What tips do you have for neurologists who want to provide the test, or are brought a completed test by a caregiver who’s found it online?

The website sagetest.osu.edu contains detailed scoring instructions and scoring explanations. It takes only about 30 seconds to score. Typically, it is very obvious at a glance to determine that a person did or did not do well. Since SAGE is not diagnostic of any condition, the neurologist must interpret the results based on the individual’s health history and projected cognitive baseline. If the score is in the normal range, the test can be kept as a baseline for future comparisons. If the score is borderline or low, than it may be very useful to obtain a family member’s assessment of any cognitive or functional changes they may have observed. Further evaluations for specific conditions causing cognitive decline may also be indicated.

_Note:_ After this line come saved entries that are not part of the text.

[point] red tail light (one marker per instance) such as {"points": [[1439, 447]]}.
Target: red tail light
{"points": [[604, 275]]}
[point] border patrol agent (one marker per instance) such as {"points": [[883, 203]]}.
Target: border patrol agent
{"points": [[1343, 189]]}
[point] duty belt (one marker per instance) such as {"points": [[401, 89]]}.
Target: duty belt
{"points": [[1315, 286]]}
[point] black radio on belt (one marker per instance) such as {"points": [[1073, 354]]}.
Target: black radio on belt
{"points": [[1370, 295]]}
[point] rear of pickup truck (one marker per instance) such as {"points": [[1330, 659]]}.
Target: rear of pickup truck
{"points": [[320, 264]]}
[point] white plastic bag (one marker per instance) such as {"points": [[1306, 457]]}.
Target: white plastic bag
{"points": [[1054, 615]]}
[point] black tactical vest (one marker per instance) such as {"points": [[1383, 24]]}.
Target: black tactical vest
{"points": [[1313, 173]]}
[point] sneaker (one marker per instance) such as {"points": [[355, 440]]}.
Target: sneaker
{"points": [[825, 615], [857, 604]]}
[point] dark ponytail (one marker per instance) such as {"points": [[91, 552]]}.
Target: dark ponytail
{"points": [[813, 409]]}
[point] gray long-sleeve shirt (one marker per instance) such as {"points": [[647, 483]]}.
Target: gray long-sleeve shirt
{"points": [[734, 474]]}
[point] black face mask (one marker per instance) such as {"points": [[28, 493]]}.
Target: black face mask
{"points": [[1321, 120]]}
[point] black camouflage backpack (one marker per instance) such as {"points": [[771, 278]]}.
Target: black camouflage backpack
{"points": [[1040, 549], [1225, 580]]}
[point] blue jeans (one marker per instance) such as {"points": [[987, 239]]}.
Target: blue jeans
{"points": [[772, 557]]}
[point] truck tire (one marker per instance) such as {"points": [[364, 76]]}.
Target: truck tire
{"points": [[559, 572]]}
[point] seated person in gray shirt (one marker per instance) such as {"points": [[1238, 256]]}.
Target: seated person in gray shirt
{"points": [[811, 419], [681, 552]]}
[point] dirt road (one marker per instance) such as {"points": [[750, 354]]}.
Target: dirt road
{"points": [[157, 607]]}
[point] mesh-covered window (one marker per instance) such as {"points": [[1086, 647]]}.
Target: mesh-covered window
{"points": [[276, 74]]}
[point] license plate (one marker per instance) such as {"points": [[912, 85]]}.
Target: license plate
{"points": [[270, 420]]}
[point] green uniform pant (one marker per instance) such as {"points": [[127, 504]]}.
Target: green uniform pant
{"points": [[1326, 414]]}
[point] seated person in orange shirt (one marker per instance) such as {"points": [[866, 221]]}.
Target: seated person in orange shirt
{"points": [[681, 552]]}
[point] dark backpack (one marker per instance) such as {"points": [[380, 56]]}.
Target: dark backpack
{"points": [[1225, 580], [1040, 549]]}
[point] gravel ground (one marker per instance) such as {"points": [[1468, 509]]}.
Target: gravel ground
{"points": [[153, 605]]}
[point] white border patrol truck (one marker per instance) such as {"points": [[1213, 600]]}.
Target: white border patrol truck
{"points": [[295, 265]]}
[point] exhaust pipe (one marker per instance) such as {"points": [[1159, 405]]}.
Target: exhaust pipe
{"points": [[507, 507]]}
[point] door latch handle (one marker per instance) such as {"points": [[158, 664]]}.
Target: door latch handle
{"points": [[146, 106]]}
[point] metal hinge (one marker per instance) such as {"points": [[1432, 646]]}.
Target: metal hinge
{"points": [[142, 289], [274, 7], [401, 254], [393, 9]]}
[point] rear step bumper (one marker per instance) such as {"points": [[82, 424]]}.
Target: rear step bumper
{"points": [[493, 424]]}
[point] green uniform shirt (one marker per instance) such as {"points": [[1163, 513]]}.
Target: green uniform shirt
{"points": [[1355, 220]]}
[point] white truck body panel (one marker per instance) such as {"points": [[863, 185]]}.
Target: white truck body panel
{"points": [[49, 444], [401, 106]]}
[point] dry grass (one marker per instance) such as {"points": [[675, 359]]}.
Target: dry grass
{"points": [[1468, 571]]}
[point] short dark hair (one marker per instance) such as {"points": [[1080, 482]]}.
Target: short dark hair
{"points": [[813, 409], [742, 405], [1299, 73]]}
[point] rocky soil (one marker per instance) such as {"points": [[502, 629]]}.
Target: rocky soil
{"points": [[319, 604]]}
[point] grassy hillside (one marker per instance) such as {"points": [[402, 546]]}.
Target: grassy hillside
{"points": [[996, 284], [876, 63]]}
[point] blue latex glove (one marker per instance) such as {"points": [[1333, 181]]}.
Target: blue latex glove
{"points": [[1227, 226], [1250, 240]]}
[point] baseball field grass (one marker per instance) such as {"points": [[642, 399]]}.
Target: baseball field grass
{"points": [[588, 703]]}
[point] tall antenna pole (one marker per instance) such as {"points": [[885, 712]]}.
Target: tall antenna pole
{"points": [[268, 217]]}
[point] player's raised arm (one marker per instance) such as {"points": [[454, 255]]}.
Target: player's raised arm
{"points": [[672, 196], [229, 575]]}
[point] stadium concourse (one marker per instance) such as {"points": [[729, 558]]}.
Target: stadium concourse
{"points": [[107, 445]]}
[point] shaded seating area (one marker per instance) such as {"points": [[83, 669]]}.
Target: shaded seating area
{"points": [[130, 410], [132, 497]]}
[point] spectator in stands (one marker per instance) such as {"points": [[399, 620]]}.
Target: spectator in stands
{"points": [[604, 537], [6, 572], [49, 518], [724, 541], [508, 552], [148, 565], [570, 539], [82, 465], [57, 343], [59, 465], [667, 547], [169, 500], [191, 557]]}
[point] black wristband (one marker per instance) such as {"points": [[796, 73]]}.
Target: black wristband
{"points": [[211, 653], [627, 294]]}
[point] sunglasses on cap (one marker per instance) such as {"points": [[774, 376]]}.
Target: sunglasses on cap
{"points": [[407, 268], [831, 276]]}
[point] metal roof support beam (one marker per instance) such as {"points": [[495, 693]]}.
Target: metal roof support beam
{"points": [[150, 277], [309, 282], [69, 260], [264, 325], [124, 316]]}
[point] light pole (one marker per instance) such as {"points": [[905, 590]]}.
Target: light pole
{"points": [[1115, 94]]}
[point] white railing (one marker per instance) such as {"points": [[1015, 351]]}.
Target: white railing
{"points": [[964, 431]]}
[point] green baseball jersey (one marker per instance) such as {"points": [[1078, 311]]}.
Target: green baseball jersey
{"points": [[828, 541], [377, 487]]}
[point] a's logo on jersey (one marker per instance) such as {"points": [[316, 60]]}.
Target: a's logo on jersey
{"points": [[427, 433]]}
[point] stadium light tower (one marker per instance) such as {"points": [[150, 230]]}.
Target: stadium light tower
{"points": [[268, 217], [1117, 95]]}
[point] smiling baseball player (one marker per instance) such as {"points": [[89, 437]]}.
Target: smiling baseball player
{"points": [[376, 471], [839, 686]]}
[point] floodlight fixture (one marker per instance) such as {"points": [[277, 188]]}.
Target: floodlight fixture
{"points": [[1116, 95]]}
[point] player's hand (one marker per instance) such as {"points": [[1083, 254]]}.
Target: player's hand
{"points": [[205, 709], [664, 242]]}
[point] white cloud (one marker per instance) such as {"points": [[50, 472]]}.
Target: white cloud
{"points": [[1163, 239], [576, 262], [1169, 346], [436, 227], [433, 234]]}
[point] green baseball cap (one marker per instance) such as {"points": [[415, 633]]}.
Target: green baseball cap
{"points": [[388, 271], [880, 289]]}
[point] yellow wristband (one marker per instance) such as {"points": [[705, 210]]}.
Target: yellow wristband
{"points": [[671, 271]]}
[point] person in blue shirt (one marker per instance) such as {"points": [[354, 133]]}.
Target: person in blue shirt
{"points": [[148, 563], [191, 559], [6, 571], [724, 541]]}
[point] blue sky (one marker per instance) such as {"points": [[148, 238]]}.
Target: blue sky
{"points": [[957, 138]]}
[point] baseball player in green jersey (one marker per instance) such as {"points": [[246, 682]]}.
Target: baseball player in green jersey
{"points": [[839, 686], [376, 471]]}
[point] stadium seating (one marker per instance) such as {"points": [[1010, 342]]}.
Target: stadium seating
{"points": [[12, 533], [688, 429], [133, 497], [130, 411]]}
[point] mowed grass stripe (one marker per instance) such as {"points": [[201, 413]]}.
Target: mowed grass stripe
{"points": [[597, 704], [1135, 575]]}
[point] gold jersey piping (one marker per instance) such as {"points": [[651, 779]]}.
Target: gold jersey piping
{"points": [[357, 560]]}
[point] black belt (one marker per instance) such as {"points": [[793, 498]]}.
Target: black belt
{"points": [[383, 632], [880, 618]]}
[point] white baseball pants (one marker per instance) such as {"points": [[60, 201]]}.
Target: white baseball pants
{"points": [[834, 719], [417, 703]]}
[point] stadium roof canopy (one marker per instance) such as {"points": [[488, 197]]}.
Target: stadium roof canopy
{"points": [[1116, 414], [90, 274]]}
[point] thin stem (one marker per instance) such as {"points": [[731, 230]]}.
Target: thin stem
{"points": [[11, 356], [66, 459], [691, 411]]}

SAGE can also be used in the clinic to follow a patient’s clinical cognitive course over time or to assess the cognitive effects of certain interventions or treatments.

Douglas Scharre, MD, is Director, Division of Cognitive Neurology, Associate Professor of Neurology, Medical Director of Neurobehavior and Memory Disorders Clinics, Medical Director of Forest Hills Center for Alzheimer’s and Director of Neurodegenerative Disease Brain Tissue and Cerebrospinal Repository (Brain and CSF tissue banks) at The Ohio State University.